In just the past few weeks we have seen evidence of Scotland’s new normal with two polls, both of which reported a majority for Yes, as we have now become accustomed to seeing. Of these the more interesting is last weekend’s Norstat (formerly Panelbase) poll for the Sunday Times. The headline figures for this poll were 50% Yes, 44% No, and 6% don’t know. With Don’t knows removed this gives an independence referendum result of 53% Yes, 47% No.
Crucially, these are the results after the poll was weighted by the outcome of the 2014 referendum, which as has been previously pointed out in this blog, has the effect of artificially undoing all the demographic changes which have taken place in Scotland over the past eleven years. The result is a fiction which reports the level of support for independence in a Scotland which no longer exists. Yet even this fiction cannot produce a No majority, it can only reduce the real underlying Yes majority. The raw and unweighted figures for this poll actually report a Yes result of 61%. As far as I am aware this is the first time ever that the raw data for a standard independence poll has returned a Yes majority in excess of 60%.
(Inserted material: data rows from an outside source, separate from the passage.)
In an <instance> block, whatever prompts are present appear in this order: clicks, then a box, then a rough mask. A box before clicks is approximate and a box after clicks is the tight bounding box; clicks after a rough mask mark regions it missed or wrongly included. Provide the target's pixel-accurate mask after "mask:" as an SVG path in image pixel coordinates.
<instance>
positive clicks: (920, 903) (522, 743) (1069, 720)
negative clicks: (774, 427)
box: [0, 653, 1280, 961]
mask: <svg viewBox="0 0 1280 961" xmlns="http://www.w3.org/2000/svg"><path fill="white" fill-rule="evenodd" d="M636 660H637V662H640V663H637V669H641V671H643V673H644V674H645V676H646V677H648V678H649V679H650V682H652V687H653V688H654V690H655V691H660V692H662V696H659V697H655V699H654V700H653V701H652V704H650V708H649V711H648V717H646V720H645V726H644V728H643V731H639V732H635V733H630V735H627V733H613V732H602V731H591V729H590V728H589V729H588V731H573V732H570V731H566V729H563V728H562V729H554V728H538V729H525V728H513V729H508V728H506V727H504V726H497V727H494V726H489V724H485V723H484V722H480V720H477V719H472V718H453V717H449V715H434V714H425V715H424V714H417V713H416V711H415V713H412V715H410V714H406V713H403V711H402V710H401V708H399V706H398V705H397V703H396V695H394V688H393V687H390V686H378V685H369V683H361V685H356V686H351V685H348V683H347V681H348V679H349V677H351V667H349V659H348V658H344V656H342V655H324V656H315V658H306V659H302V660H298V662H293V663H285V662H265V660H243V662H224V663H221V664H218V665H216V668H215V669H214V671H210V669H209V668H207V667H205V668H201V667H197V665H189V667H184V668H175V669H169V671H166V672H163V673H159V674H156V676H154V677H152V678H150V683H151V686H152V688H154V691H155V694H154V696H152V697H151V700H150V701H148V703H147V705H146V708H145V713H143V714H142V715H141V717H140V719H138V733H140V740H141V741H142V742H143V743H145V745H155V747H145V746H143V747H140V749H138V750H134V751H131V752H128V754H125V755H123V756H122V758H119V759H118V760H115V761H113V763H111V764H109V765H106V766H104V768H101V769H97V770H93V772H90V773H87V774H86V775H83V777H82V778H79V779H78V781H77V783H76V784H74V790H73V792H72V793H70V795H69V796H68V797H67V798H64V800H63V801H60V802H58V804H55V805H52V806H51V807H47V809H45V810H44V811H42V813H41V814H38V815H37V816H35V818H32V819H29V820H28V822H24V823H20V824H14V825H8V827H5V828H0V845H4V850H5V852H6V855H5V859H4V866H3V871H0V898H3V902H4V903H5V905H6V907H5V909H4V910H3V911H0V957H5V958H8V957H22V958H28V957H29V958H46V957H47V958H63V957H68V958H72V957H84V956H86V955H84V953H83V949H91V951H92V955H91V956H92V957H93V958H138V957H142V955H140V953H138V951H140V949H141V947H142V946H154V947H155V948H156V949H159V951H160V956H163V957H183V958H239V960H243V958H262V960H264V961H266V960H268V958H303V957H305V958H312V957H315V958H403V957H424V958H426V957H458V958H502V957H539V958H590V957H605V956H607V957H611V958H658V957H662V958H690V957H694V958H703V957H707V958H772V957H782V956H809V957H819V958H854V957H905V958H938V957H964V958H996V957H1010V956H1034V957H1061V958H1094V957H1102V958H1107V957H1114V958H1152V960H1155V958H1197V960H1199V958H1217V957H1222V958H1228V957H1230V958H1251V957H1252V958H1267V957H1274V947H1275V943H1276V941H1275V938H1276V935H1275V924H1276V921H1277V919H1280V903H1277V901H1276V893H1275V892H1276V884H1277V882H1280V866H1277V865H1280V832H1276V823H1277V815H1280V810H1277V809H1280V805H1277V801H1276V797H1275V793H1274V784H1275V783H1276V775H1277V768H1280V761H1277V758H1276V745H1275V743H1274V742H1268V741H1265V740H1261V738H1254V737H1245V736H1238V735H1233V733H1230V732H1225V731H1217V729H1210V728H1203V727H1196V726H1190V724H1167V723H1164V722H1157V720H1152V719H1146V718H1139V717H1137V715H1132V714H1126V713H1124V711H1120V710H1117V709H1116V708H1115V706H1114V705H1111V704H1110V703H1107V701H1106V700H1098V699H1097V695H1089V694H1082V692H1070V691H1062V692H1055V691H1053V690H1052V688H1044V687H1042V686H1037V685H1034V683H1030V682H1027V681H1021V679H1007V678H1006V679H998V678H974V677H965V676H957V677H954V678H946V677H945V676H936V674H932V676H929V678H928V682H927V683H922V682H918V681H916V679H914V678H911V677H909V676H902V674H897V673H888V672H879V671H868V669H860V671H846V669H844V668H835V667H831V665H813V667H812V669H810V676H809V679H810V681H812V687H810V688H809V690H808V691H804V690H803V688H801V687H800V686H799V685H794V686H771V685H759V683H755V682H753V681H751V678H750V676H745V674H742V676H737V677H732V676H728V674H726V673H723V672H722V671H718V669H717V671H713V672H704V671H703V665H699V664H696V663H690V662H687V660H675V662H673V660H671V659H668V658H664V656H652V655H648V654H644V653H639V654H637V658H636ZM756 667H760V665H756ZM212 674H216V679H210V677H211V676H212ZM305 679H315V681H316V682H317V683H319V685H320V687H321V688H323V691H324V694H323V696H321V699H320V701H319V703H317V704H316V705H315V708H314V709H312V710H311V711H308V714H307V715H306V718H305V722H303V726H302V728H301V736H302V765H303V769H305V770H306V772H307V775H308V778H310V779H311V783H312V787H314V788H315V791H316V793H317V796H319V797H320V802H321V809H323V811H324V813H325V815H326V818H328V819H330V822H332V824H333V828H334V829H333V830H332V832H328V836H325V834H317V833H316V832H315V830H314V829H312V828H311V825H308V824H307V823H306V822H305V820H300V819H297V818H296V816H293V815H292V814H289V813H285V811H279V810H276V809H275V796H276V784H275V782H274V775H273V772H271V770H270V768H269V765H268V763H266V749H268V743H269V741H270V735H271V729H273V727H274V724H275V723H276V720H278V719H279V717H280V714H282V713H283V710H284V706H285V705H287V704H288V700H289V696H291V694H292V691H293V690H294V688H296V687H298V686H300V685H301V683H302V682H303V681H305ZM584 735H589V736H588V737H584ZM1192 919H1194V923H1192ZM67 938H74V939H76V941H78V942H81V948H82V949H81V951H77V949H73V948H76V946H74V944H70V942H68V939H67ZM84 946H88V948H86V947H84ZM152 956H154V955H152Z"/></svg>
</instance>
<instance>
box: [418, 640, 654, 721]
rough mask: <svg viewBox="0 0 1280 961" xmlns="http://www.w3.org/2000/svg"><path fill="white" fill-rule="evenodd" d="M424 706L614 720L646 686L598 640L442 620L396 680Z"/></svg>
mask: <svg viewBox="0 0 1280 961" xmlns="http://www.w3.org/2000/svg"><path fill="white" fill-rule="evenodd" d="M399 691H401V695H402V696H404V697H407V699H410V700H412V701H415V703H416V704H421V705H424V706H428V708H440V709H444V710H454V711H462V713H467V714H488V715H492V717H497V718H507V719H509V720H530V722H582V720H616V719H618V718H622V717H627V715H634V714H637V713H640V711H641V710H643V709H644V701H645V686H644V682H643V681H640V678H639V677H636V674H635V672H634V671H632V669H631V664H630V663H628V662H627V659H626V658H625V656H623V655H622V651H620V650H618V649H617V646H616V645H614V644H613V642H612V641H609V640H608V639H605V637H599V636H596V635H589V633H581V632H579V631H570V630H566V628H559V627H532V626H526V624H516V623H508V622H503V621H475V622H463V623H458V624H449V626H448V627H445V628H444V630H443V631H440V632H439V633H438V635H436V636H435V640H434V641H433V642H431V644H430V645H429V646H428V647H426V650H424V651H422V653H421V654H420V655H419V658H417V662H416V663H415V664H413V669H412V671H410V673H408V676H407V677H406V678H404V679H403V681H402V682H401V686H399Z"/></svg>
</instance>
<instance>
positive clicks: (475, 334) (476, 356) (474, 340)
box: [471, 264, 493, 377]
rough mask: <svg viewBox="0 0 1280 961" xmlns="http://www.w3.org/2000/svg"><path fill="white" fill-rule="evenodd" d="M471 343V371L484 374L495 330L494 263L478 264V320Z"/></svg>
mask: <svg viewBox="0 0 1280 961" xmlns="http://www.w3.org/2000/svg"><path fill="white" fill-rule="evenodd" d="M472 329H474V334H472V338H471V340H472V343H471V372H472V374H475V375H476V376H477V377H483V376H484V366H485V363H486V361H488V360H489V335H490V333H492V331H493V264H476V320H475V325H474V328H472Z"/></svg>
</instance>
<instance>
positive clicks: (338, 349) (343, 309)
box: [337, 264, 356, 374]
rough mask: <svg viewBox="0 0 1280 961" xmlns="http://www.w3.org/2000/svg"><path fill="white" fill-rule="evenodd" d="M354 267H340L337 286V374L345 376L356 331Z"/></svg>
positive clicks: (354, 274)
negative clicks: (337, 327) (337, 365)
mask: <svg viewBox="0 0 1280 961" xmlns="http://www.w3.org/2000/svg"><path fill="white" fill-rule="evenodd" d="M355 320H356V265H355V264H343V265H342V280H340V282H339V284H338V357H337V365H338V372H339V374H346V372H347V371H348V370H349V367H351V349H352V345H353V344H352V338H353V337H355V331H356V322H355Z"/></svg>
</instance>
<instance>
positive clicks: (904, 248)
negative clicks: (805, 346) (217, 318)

However, before we get too excited, the raw data for polls must be weighted in order to ensure that the sample is representative demographically. When this is done with the 2025 demographics of Scotland, the poll gives a result of 54% Yes and 41% No. We are fast approaching the point at which Westminster’s delaying tactic becomes unsustainable. These results are without a high profile independence campaign focused on a referendum date. In that campaign, the No side has no arguments left to make, having shot their bolt in 2014 and their promises been proven to be lies. They have nothing left upon which to base a campaign. Yes support will only increase during a referendum campaign. 60% plus for Yes is now a realistic possibility. The higher that support for independence rises, the more that those who are undecided or unsure will recognise its inevitability and will embrace it, leaving only that 25% or so of the Scottish population which will never accept independence under any circumstances.
Scottish independence is a terrifying prospect for the British establishment. Over the past 19 years, Scotland has sent £19 billion worth of renewable energy to England. Scotland currently produces almost half of the UK’s renewable energy with only 8% of the UK’s population. When you see wind turbines majestically turning on Scottish moors, you’re seeing millions of kettles boiling in England. While our energy is exported, Scots suffer from some of the highest fuel bills in Europe. Scotland already produces a large surplus of energy, but we need independence for it to benefit ordinary Scots.
Support for independence in Scotland will continue to rise and sooner rather than later, Westminster’s tactic of deny and delay will break down. The dam will burst and independence will follow relatively quickly.